"Warga Australia yang pernah dan sedang terlibat mendukung terorisme, dan yang mungkin telah berperang bersama teroris di Suriah atau Irak, menimbulkan ancaman besar bagi keselamatan rakyat Australia," katanya.
"Individu yang terkait terorisme dan berusaha kembali ke Australia, dinilai oleh penegak hukum berdasarkan kasus perkasus," tambahnya.
Bagi yang tidak dikenai tuntutan pidana, kata Menlu Payne, akan dipertimbangkan menjalani program intervensi untuk bisa kembali ke masyarakat.

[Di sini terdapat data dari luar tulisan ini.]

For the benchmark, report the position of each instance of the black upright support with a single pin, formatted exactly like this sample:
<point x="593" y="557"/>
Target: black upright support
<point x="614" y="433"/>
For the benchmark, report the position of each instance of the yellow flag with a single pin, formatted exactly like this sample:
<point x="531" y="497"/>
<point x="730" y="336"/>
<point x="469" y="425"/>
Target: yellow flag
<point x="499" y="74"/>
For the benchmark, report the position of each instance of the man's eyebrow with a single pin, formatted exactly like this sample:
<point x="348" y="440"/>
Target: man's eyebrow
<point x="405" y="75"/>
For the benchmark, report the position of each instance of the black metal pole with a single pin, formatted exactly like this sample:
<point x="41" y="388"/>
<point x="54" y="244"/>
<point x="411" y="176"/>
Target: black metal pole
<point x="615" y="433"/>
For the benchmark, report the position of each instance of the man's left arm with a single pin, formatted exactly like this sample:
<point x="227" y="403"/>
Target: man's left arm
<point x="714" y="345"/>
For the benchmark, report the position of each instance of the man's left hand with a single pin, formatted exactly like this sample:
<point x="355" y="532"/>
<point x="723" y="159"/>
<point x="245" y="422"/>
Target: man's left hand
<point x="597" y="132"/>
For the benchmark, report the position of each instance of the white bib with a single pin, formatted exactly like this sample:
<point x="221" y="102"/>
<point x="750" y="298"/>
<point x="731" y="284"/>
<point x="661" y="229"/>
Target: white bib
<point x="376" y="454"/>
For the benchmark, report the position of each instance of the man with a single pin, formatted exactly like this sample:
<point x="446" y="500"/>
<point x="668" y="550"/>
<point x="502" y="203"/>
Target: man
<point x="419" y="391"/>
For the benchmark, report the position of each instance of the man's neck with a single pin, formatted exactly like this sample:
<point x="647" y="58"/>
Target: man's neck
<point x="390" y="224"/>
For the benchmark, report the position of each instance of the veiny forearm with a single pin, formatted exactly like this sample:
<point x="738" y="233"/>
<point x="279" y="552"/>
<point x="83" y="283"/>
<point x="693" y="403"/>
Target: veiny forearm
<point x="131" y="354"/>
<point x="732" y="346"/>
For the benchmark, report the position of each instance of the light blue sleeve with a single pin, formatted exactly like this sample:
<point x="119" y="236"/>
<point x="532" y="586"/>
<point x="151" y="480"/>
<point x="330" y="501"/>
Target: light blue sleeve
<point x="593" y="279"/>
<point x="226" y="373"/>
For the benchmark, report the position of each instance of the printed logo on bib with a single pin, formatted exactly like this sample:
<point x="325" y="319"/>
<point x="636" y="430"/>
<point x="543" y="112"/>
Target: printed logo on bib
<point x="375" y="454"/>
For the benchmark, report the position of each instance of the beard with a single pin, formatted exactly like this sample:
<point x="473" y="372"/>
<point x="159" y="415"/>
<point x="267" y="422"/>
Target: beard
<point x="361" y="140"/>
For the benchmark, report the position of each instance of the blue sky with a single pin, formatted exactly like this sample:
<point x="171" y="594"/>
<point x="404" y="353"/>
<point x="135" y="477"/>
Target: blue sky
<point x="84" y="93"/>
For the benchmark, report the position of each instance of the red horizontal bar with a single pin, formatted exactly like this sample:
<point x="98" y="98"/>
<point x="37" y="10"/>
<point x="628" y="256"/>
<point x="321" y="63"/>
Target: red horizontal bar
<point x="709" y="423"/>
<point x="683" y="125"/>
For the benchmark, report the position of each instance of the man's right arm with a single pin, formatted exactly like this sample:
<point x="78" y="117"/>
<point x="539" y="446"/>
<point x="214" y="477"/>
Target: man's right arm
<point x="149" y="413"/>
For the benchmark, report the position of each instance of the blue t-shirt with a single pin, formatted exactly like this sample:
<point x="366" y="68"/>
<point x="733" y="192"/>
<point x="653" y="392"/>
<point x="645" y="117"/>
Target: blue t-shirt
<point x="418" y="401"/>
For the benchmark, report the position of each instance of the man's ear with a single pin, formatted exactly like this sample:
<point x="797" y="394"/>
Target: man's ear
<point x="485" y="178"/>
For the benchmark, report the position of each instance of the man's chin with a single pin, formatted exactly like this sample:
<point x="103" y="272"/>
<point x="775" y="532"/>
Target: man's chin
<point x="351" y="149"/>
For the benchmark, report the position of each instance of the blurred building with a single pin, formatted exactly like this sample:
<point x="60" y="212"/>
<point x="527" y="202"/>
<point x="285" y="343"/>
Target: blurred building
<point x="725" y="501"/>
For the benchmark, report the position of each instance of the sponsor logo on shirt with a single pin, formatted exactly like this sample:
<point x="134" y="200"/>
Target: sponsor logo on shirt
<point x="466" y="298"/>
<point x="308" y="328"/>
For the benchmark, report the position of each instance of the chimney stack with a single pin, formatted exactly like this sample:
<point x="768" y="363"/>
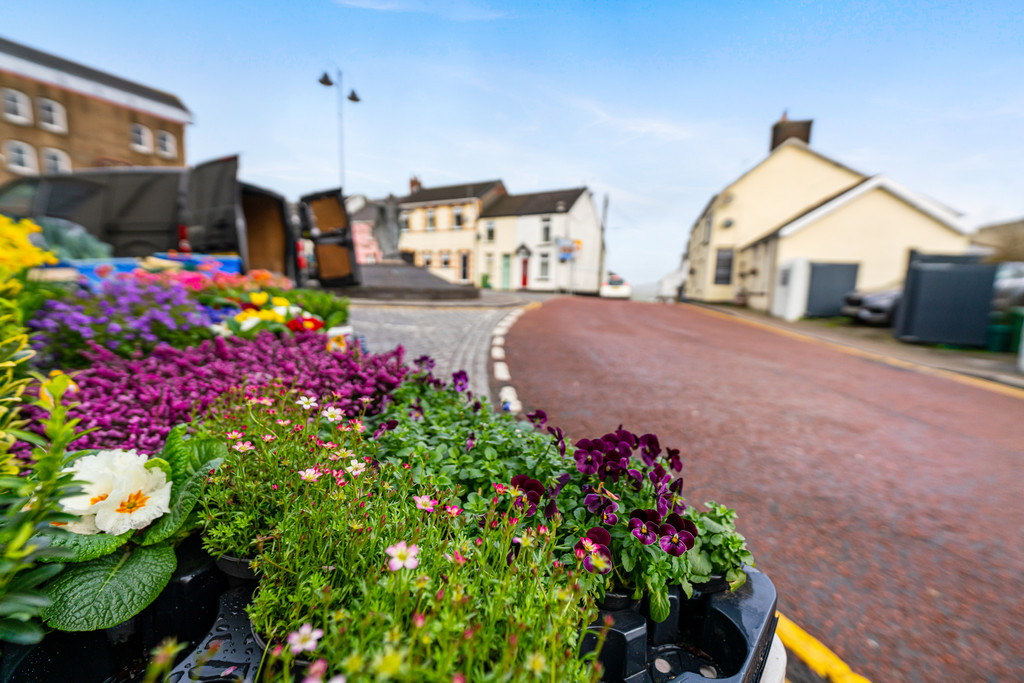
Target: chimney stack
<point x="784" y="129"/>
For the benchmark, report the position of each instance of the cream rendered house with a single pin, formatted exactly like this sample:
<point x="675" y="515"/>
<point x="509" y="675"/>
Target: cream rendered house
<point x="439" y="226"/>
<point x="798" y="206"/>
<point x="546" y="242"/>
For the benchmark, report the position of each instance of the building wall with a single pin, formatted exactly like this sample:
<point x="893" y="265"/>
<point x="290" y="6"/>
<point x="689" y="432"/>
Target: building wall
<point x="503" y="245"/>
<point x="443" y="239"/>
<point x="787" y="182"/>
<point x="878" y="230"/>
<point x="98" y="131"/>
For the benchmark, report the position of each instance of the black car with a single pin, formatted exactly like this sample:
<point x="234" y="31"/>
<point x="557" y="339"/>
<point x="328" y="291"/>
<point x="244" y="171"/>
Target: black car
<point x="877" y="308"/>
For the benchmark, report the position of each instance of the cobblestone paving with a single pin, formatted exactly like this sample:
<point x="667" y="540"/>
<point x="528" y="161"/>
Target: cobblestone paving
<point x="455" y="338"/>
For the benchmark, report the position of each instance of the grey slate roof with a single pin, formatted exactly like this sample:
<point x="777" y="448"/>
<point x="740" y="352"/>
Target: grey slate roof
<point x="555" y="201"/>
<point x="462" y="190"/>
<point x="75" y="69"/>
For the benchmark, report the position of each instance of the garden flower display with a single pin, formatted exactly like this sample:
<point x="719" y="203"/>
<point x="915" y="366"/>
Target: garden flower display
<point x="119" y="493"/>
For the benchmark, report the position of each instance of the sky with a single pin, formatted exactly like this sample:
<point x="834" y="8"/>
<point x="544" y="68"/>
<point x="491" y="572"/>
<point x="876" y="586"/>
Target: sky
<point x="657" y="105"/>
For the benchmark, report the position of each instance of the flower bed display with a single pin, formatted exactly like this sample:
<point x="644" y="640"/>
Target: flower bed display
<point x="398" y="528"/>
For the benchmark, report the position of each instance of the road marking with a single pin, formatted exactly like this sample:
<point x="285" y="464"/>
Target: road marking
<point x="870" y="355"/>
<point x="822" y="660"/>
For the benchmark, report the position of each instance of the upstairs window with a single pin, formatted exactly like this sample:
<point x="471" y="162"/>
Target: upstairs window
<point x="20" y="157"/>
<point x="723" y="267"/>
<point x="141" y="138"/>
<point x="52" y="116"/>
<point x="55" y="161"/>
<point x="16" y="107"/>
<point x="167" y="144"/>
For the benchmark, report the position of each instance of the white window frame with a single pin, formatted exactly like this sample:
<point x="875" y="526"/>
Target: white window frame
<point x="24" y="103"/>
<point x="145" y="146"/>
<point x="172" y="148"/>
<point x="29" y="153"/>
<point x="544" y="266"/>
<point x="62" y="160"/>
<point x="59" y="123"/>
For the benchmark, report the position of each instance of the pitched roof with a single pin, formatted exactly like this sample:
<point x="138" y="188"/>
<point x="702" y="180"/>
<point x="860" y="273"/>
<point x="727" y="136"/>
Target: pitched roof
<point x="75" y="69"/>
<point x="554" y="201"/>
<point x="930" y="207"/>
<point x="462" y="190"/>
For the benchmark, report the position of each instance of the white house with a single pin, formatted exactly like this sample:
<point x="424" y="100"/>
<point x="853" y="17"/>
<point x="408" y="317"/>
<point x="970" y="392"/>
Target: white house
<point x="546" y="242"/>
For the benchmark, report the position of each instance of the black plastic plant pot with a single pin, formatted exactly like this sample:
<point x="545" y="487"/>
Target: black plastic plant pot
<point x="720" y="635"/>
<point x="185" y="609"/>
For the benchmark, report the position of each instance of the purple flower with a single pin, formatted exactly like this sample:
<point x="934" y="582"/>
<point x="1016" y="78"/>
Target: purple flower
<point x="588" y="462"/>
<point x="460" y="380"/>
<point x="644" y="530"/>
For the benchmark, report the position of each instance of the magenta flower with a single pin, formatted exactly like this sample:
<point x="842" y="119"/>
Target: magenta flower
<point x="425" y="503"/>
<point x="402" y="556"/>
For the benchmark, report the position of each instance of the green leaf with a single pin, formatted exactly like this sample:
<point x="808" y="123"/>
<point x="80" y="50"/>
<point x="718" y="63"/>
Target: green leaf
<point x="183" y="499"/>
<point x="23" y="633"/>
<point x="83" y="548"/>
<point x="110" y="590"/>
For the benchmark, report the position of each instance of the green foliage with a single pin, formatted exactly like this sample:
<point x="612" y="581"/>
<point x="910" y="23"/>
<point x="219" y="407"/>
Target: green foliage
<point x="720" y="549"/>
<point x="30" y="507"/>
<point x="109" y="590"/>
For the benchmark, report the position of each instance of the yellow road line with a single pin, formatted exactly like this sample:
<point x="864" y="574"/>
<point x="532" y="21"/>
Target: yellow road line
<point x="870" y="355"/>
<point x="822" y="660"/>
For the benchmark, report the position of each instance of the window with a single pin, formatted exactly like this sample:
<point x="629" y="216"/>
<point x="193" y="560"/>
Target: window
<point x="141" y="138"/>
<point x="167" y="144"/>
<point x="20" y="157"/>
<point x="52" y="116"/>
<point x="723" y="267"/>
<point x="16" y="107"/>
<point x="55" y="161"/>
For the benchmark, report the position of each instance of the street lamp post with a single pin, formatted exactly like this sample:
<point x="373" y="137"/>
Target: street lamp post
<point x="326" y="81"/>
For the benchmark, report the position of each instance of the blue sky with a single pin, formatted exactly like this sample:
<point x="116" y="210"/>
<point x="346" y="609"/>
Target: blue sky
<point x="658" y="104"/>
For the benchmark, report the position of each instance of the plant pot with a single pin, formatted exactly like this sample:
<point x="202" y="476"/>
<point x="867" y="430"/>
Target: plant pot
<point x="237" y="567"/>
<point x="724" y="635"/>
<point x="185" y="608"/>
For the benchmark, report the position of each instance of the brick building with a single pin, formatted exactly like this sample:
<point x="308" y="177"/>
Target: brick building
<point x="59" y="115"/>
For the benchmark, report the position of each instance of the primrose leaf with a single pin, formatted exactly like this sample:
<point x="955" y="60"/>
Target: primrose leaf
<point x="107" y="591"/>
<point x="183" y="499"/>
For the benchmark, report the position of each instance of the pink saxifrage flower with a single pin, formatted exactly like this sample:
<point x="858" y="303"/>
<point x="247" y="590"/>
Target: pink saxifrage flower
<point x="304" y="639"/>
<point x="425" y="503"/>
<point x="402" y="556"/>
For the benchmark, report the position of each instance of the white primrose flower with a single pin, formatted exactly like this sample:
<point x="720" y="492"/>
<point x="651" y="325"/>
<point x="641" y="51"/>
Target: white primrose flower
<point x="118" y="493"/>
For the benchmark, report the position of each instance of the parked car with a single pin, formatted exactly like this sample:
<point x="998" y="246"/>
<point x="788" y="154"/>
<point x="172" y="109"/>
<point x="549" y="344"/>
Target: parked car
<point x="615" y="288"/>
<point x="139" y="211"/>
<point x="878" y="308"/>
<point x="1008" y="291"/>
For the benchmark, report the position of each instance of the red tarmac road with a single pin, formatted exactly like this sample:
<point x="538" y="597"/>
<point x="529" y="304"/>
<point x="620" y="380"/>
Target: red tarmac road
<point x="886" y="505"/>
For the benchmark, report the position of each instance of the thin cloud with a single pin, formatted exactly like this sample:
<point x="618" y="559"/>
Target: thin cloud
<point x="458" y="10"/>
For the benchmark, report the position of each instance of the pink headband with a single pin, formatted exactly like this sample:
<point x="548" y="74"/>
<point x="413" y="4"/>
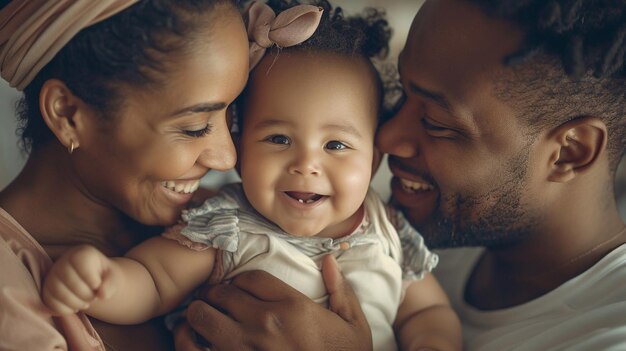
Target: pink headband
<point x="32" y="32"/>
<point x="291" y="27"/>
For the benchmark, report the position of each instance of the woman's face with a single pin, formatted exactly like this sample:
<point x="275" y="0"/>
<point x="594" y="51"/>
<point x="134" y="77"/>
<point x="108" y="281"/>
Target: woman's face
<point x="150" y="159"/>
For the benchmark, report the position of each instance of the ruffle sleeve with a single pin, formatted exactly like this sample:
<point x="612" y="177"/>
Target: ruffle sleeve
<point x="417" y="258"/>
<point x="213" y="224"/>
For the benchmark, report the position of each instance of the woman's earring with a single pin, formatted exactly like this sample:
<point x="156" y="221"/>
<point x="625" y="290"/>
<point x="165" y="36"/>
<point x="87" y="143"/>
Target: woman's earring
<point x="71" y="148"/>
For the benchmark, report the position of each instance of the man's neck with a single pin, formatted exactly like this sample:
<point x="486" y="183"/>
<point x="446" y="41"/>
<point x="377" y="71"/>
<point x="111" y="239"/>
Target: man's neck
<point x="506" y="277"/>
<point x="59" y="213"/>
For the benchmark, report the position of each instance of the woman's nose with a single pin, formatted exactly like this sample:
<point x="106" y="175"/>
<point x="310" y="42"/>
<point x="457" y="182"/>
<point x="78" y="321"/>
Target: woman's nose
<point x="399" y="136"/>
<point x="305" y="163"/>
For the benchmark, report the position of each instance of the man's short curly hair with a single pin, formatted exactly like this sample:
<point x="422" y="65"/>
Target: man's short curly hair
<point x="573" y="57"/>
<point x="361" y="36"/>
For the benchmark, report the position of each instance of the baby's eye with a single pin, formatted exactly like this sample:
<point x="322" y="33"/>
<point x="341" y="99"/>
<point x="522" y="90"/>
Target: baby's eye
<point x="336" y="145"/>
<point x="278" y="139"/>
<point x="198" y="133"/>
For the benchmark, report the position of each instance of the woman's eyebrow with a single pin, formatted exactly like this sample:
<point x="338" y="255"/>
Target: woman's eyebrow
<point x="199" y="108"/>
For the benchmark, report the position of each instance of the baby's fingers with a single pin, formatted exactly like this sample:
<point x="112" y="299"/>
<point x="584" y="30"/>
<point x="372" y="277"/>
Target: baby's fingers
<point x="60" y="299"/>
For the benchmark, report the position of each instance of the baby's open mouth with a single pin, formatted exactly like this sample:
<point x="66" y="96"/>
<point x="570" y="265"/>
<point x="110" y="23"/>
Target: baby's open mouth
<point x="304" y="198"/>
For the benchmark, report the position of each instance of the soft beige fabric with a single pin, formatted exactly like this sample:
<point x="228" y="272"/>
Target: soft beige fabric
<point x="33" y="31"/>
<point x="25" y="323"/>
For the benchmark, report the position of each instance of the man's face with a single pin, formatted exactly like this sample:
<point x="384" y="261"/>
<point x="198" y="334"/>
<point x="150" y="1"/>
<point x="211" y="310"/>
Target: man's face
<point x="461" y="158"/>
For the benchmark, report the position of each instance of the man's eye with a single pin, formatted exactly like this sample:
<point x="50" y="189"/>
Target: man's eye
<point x="278" y="139"/>
<point x="431" y="127"/>
<point x="199" y="132"/>
<point x="336" y="145"/>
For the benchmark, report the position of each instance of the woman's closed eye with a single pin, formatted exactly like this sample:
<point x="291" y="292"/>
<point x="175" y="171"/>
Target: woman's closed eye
<point x="198" y="133"/>
<point x="436" y="130"/>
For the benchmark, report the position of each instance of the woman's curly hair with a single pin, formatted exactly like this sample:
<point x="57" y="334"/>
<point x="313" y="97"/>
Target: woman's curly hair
<point x="584" y="45"/>
<point x="366" y="35"/>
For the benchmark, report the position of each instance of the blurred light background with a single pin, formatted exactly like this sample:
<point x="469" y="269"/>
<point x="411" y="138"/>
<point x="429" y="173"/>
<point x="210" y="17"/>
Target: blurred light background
<point x="400" y="14"/>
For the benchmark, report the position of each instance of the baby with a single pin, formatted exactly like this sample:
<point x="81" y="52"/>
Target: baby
<point x="307" y="121"/>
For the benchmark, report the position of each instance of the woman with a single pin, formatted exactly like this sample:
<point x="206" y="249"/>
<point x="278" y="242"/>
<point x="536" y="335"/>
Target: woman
<point x="123" y="112"/>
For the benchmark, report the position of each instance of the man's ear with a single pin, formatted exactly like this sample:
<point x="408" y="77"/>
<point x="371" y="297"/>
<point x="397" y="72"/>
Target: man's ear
<point x="237" y="142"/>
<point x="577" y="146"/>
<point x="62" y="111"/>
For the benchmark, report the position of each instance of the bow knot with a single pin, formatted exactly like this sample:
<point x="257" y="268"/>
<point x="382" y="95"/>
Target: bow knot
<point x="291" y="27"/>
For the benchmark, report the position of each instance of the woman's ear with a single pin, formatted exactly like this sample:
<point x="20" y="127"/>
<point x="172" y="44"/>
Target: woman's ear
<point x="63" y="112"/>
<point x="577" y="147"/>
<point x="376" y="160"/>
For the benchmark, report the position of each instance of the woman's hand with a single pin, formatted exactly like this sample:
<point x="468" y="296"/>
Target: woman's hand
<point x="257" y="311"/>
<point x="76" y="280"/>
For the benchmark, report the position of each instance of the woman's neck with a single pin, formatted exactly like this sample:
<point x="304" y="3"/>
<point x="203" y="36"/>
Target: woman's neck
<point x="54" y="208"/>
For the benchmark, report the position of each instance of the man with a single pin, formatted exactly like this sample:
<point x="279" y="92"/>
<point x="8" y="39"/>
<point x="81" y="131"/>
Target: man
<point x="508" y="139"/>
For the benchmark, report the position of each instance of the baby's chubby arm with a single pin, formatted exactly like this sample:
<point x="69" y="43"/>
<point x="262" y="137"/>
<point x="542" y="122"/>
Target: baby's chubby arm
<point x="425" y="319"/>
<point x="152" y="279"/>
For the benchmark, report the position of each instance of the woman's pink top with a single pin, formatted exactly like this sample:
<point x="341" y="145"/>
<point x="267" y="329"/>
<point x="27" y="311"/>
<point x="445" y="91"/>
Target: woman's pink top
<point x="25" y="323"/>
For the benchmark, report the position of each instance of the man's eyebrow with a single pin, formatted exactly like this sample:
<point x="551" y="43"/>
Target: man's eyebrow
<point x="345" y="128"/>
<point x="437" y="98"/>
<point x="271" y="123"/>
<point x="199" y="108"/>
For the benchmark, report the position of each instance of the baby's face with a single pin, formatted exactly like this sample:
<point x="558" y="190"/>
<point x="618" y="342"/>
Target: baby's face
<point x="308" y="141"/>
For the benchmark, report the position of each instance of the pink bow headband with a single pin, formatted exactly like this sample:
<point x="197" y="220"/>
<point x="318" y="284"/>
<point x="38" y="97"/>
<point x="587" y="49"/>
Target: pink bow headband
<point x="291" y="27"/>
<point x="32" y="32"/>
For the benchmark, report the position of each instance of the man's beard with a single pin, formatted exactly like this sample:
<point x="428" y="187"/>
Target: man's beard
<point x="495" y="219"/>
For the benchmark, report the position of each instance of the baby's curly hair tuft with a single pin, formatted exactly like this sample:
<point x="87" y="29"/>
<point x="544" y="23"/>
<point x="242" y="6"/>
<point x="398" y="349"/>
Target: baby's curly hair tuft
<point x="366" y="35"/>
<point x="574" y="52"/>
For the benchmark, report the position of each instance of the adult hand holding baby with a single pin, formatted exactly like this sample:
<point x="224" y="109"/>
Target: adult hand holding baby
<point x="246" y="299"/>
<point x="76" y="280"/>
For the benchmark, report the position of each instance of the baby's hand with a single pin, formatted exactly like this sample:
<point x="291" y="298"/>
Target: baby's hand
<point x="77" y="279"/>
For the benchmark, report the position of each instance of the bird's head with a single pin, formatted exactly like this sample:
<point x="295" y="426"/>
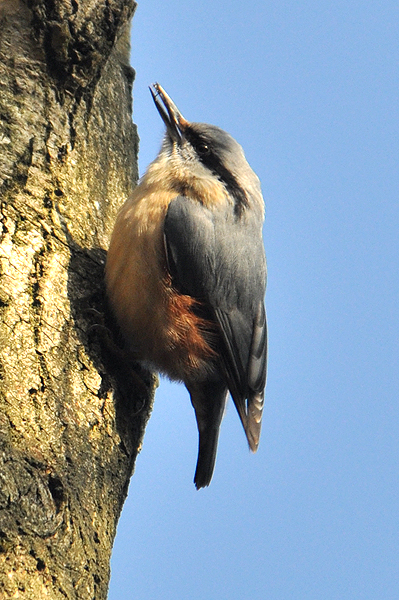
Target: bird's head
<point x="206" y="152"/>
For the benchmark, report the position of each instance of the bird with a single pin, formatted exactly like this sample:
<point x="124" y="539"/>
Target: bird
<point x="186" y="275"/>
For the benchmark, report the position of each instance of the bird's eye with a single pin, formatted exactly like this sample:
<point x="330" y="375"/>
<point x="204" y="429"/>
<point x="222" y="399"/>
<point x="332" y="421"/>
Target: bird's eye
<point x="203" y="149"/>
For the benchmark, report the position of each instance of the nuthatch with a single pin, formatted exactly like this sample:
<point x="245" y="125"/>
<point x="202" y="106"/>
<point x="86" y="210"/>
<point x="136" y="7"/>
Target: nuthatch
<point x="186" y="275"/>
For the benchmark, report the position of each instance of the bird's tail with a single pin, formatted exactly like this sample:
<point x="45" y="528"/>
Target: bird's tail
<point x="209" y="401"/>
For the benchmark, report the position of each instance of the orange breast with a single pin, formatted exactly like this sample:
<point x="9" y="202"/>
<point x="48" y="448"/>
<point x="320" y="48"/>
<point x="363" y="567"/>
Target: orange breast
<point x="160" y="324"/>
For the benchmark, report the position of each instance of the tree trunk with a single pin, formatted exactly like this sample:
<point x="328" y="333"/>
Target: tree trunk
<point x="72" y="410"/>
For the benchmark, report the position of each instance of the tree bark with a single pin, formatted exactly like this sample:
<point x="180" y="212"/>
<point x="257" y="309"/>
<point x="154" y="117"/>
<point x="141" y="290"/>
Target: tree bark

Menurut Crockett kondisi kamp al-Hawl menjadikan para tawanan di sana berada dalam ketidakpastian.
"Tidak akan menjadi beban apa pun bila pemerintah memulangkan mereka pulang karena pihak keluarga bisa membayar kepulangan mereka," katanya.
Suhu udaha di kamp itu bisa mencapai lebih dari 50 derajat pada musim panas dan anjlok hingga di bawah titik beku di musim dingin.
Kondisi sanitasinya sangat buruk dan perawatan kesehatan hampir tidak ada.
Sejumlah wanita pendukung ISIS mengatur kamp tersebut secara sangat ketat.